MELANCOLICO∠メランコリコ!

ゆめと心理と占いのはなし
Por donde, amor, he de ir?
 Rosalia de Castro

panenka

2013-06-22 01:49:52 | El mundo de futbol
「勇気と約束があれば…」ということば唐十郎の『少女都市』の中のセリフの一節だ。何が起こるかわからない世界に旅立つとき、その向こうにある目的に到達できるかどうか全く視界ゼロであるとき、第一歩を踏み出す力は、自分の勇気と自分への約束。

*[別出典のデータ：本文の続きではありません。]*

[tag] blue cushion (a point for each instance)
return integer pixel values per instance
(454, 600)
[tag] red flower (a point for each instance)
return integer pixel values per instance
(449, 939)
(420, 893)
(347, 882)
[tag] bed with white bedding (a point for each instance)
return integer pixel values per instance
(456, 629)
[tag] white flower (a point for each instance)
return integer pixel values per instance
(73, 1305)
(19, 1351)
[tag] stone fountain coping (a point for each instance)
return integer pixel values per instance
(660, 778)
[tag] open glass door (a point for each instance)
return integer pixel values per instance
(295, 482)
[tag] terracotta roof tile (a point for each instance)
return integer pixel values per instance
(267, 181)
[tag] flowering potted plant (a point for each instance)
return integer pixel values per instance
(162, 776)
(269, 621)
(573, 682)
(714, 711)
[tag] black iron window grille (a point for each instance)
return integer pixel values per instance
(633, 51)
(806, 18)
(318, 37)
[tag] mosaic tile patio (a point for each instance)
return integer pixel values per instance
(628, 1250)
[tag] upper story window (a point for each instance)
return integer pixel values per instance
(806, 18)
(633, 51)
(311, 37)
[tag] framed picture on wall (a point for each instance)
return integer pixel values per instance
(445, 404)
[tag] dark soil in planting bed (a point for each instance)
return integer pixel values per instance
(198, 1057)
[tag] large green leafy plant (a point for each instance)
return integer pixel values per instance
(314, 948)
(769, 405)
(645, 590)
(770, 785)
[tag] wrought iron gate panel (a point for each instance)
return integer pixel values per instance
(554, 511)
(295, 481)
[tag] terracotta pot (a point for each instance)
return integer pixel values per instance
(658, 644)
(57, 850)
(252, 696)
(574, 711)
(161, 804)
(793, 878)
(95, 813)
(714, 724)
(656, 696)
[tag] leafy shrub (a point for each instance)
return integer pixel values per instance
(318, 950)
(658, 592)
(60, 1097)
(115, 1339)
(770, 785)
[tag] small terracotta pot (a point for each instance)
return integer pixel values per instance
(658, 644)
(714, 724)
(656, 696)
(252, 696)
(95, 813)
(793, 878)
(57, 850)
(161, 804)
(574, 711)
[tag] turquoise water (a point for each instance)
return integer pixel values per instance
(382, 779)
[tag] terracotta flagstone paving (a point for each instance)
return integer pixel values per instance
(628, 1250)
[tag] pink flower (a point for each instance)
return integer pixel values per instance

 スポーツの試合を観ていると、ときどきこの言葉を思い出す。5月のチャンピオンズリーグ準決勝で優勝候補の筆頭に挙げられていたレアル・マドリードとバルセロナを倒したドイツのドルトムントとバイエルン・ミュンヘンの戦略は、誰もが後半はバテるだろうと見た高い位置からの速く強いプレッシングだった。つまりパスサッカーを封じるために、パスを出させない作戦とったわけだが、これには相当な運動量が求められる。たぶんドイツの選手たちはそれが最も効果が期待できる戦術だと信じ、最後までプレッシングし続けるという勇気と約束をモチベーションにしてひたすら練習に励んだのだろう。

 この戦術はダッシュが0.1秒遅れれば効果は半減する。そして続ける体力がなくなればそれで終わりだ。ある意味、逆境を力にした戦術だった。1976年の欧州選手権で、優勝経験がない東欧のチェコスロバキアが強豪西ドイツとの決勝戦に臨み、2-2のスコアのままPK戦にもつれこんだ。ドイツの第4キッカーが外したあと、これを決めたら優勝だというチェコスロバキアの第5キッカーだったアントニーン・パネンカはボールの斜め左から走りはじめ、強いキックを打つ動作のままチップキックで放物線を描く軌道のシュートを放ち、左に飛んだGKをあざ笑うかのようにネットのど真ん中を揺らした。もしGKが動かなければ、GKは楽々と顔の前でキャッチできたPKだった。このPKは、キッカーの勇気と約束が可能としたものだった。その後、こうしたPKのことをパネンカと呼ぶようになった。

 人が、若くても、年寄りでも、何か新しいものに挑戦するとき、または困難に遭遇してそれを越えようともがくとき、最後に力とできるものは勇気と約束? 諦めないこと、続けること、そして自分を信じることが、サポートを呼び寄せ、トンネルの向こうに一筋の光を見つけさせる。